Opinion
CV-23-02033-PHX-SMB
06-12-2024
ORDER
Susan M. Brnovich, United States District Judge
Pending before the Court is Defendants' Nationwide Mutual Insurance Company (“Nationwide”), Timothy M. McKercher (“McKercher”), and Maria Kupillas (“Kupillas”) (collectively, the “Nationwide Defendants” or “Defendants”) Partial Motion to Dismiss (Doc. 10). Plaintiff, Donna McCarthy (“McCarthy”) filed a response, (Doc. 15) and Defendants filed a reply (Doc. 18). The Court has considered the pleadings and relevant case law and will grant the Motion.
Defendants note that the correct name of the company is Nationwide Mutual Insurance Company, not Nationwide Insurance Company of America. (Doc. 10 at 1 n.1; Doc. 15 at 2 ¶ 1 n.1).
I. BACKGROUND
This Motion stems from a dispute from Plaintiff's employment with and alleged wrongful termination from Nationwide. (Doc. 10 at 2.) Nationwide is a group of diversified insurance and financial service companies licensed to work in Maricopa County, Arizona. (Doc. 10-2 at 3.) McKercher, a supervisor and managing attorney, and Kupillas, a trial attorney, worked with Plaintiff at Nationwide. (Doc 1 at 2 ¶ 2.) In 2006, Plaintiff started as a paralegal/secretary at Nationwide and was promoted to paralegal sometime in 2009 or 2010. (Doc. 1 at 4-5 ¶ 10.) A few years later, Plaintiff was promoted to senior paralegal, and then to paralegal specialist. (Id.) As a paralegal specialist, Plaintiff reported to the managing attorney, McKercher. (See Doc. 10-2.) Plaintiff alleges that she was never disciplined for performance issues of any sort during her tenure with Nationwide. (Doc. 1 at 4-5 ¶ 10.)

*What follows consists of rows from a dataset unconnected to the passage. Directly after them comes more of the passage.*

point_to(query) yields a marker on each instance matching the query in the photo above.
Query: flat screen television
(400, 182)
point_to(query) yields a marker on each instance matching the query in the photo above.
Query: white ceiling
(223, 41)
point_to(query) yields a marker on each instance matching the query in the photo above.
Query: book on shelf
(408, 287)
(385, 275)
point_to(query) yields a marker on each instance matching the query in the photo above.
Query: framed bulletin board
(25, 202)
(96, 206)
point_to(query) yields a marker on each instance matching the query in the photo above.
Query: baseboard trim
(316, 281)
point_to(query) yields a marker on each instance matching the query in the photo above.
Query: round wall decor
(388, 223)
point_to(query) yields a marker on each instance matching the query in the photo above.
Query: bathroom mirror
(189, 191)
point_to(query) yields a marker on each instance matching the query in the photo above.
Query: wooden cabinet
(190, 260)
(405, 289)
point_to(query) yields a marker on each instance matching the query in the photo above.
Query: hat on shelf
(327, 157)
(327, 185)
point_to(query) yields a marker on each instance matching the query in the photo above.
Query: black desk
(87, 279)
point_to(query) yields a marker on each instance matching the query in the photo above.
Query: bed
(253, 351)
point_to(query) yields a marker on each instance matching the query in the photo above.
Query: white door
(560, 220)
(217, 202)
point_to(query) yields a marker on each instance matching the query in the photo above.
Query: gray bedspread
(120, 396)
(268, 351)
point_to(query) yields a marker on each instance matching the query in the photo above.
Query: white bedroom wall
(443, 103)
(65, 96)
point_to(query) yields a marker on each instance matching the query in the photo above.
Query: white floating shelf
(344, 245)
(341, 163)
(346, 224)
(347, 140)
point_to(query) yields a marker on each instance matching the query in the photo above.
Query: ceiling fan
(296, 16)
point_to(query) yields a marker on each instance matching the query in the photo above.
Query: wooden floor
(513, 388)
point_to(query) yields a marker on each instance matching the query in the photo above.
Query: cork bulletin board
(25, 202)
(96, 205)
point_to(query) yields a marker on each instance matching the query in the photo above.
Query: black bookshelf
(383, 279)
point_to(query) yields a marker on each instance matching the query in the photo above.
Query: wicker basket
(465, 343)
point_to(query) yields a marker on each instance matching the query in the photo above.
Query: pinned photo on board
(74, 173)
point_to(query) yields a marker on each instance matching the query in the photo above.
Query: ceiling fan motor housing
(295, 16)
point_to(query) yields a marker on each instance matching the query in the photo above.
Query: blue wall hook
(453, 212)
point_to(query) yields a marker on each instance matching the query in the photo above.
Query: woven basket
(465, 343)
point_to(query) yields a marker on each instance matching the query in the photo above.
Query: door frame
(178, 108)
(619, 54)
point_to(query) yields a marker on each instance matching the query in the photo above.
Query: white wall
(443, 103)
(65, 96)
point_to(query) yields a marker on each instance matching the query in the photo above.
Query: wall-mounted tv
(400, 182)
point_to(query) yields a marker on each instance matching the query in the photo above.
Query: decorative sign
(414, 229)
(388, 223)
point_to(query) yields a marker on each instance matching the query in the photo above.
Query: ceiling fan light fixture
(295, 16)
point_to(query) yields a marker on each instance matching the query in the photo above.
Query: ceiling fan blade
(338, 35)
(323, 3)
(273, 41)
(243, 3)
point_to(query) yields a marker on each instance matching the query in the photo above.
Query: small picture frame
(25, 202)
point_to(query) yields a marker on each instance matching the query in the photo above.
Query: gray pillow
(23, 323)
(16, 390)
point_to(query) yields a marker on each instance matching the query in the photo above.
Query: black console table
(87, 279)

Plaintiff alleges that she was subject to harassment and a hostile work environment that impacted her mental and physical health. (Id. at 14-15 ¶ 36.) Plaintiff further alleges that she reasonably attempted to avoid the harm by abiding to every demand even if it meant working late or on the weekends. (Id. at 15 ¶ 37.) Plaintiff also alleges that all Defendants failed to exercise reasonable care to prevent and correct the harassing behavior. (Id.) Additionally, Plaintiff alleges that she was subject to age and sex discrimination because similarly situated male employees were assigned less work and were treated more fairly. (Id. at 11 ¶ 25.)
Due to McKercher's alleged inappropriate conduct, Plaintiff sent in a complaint to Nationwide's Human Resources (“HR”) department. (Doc. 1 at 5, 12-13 ¶¶ 11, 31.) She alleged that McKercher sent harassing emails, singled Plaintiff out on case matters, forced her to get a doctor's note to receive one flexible day of working at home, and told Plaintiff to look for another job. (Id.) Plaintiff alleges that she begged the HR employee to not tell McKercher about the complaint due to fear of retaliation. (Id. at 5 ¶ 11.) However, McKercher was allegedly told about the complaint. (Id.) Plaintiff alleges that McKercher then asked Kupillas to find anything negative about Plaintiff for retaliation purposes. (Id.) Plaintiff alleges that McKercher and Kupillas claimed she had made several changes to an answer to a complaint that was filed with the court after Kupillas had signed it. (Id.)
On or about September 17, 2021, Plaintiff alleges that she was told to meet McKercher in the conference room. (Id. at 6 ¶ 13.) Plaintiff alleges that McKercher threw the answer at her and told her to admit changing it. (Id.) Plaintiff asserts she was fearful of McKercher's aggressiveness and admitted to changing the alignment of the answer and signing the mailing certificate, as was allegedly protocol for several years that McCarthy had been employed at Nationwide. (Id.) Several hours later, Plaintiff was instructed to call HR and was told that she had ten minutes to leave the building or security would escort her out. (Id. at 6-7 ¶ 14.) Plaintiff further alleges that the Defendants did this to embarrass, humiliate, and injure her. (Id.) Plaintiff also alleges that she had to leave all her personal affects and left the building crying and yelling while walking past her coworkers. (Id.)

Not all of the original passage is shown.